In writing RectangleIntersection.java in lab today, I constructed a big 10x10 rectangle located at (5,5), which is shown here in blue. Then I constructed a small 8x4 rectangle at (0,0), which is shown here in red. Then I calculated the area of the intersection (marked in green).
However, the result we got in class for the area was -3. This was because the intersection rectangle was of size 3 x -1. (?!)
After lab, I realized my error. I was thinking of these Rectangles in terms of normal geometric rectangles. However, we're using java.awt.Rectangle
here. awt
is short for Abstract Windowing Toolkit, which is used to build graphical user interfaces and draw things on the screen. The convention when working on a screen is that the (0,0) is in the upper left corner of the screen. The x-axis increases to the right and the y-axis increases as you go down the screen! (The Rectangle class does not state this explicitly in the API, though.)
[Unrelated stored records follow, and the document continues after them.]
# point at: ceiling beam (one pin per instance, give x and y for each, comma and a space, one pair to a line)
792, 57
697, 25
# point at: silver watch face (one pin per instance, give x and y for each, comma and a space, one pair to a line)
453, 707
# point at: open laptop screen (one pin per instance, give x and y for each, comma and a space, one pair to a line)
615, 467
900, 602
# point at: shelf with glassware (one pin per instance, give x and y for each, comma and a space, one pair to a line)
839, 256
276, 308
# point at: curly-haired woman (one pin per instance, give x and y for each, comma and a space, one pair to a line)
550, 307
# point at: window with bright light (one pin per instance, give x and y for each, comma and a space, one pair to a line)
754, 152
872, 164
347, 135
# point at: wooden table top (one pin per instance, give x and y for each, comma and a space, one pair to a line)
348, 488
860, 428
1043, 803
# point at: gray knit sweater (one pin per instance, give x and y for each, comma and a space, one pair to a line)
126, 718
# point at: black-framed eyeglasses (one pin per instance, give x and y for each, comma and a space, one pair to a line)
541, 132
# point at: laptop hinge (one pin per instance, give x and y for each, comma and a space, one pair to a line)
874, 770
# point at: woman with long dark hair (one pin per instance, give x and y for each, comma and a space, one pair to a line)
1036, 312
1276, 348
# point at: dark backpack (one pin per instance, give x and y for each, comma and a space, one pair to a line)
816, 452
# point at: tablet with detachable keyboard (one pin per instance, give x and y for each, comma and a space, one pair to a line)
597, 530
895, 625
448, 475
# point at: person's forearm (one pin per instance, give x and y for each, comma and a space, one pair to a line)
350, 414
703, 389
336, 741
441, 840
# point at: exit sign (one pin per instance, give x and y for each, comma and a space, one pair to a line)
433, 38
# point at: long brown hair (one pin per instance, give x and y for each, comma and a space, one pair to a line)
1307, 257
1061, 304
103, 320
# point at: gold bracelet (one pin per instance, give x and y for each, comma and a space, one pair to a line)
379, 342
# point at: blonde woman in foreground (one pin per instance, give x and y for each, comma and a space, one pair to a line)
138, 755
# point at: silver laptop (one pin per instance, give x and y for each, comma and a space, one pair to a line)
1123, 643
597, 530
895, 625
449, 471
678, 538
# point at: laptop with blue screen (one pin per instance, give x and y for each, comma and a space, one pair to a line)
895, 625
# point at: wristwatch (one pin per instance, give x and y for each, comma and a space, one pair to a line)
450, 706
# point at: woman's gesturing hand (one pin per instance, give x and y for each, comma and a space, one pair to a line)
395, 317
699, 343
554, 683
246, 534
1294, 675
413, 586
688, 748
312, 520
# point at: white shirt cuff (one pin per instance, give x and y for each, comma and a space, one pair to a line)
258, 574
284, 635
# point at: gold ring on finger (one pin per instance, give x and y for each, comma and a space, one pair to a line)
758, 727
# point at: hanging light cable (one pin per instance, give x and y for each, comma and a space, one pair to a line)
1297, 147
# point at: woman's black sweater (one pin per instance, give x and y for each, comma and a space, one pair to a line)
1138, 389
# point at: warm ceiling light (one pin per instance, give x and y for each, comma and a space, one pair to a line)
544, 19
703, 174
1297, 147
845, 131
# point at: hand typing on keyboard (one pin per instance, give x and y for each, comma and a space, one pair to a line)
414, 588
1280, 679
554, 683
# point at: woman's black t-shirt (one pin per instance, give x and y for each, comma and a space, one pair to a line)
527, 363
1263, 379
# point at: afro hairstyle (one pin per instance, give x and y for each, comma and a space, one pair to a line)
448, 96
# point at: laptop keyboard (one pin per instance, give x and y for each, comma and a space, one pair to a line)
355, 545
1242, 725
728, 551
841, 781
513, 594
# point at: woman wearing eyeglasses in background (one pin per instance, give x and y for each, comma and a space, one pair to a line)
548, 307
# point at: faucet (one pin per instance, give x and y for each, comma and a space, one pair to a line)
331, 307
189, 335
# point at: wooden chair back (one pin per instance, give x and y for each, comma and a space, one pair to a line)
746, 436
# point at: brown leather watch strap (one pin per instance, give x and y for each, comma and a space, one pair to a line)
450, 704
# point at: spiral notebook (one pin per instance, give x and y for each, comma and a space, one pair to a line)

So what I'd actually constructed with my program was this:
As you can see, the two rectangles don't overlap. On the x-axis, they overlap by 3, but they are 1 unit away from each other on the y-axis--hence, the 3 x -1 result. As the API explains, it is possible to construct java.awt.Rectangles with negative dimensions (though this means the rectangle is nonexistent in space).
So I changed the size of the small rectangle from 8x4 to 8x9 so that they do overlap using the graphical coordinate scheme:
Now I get the area I expected: 12 units2.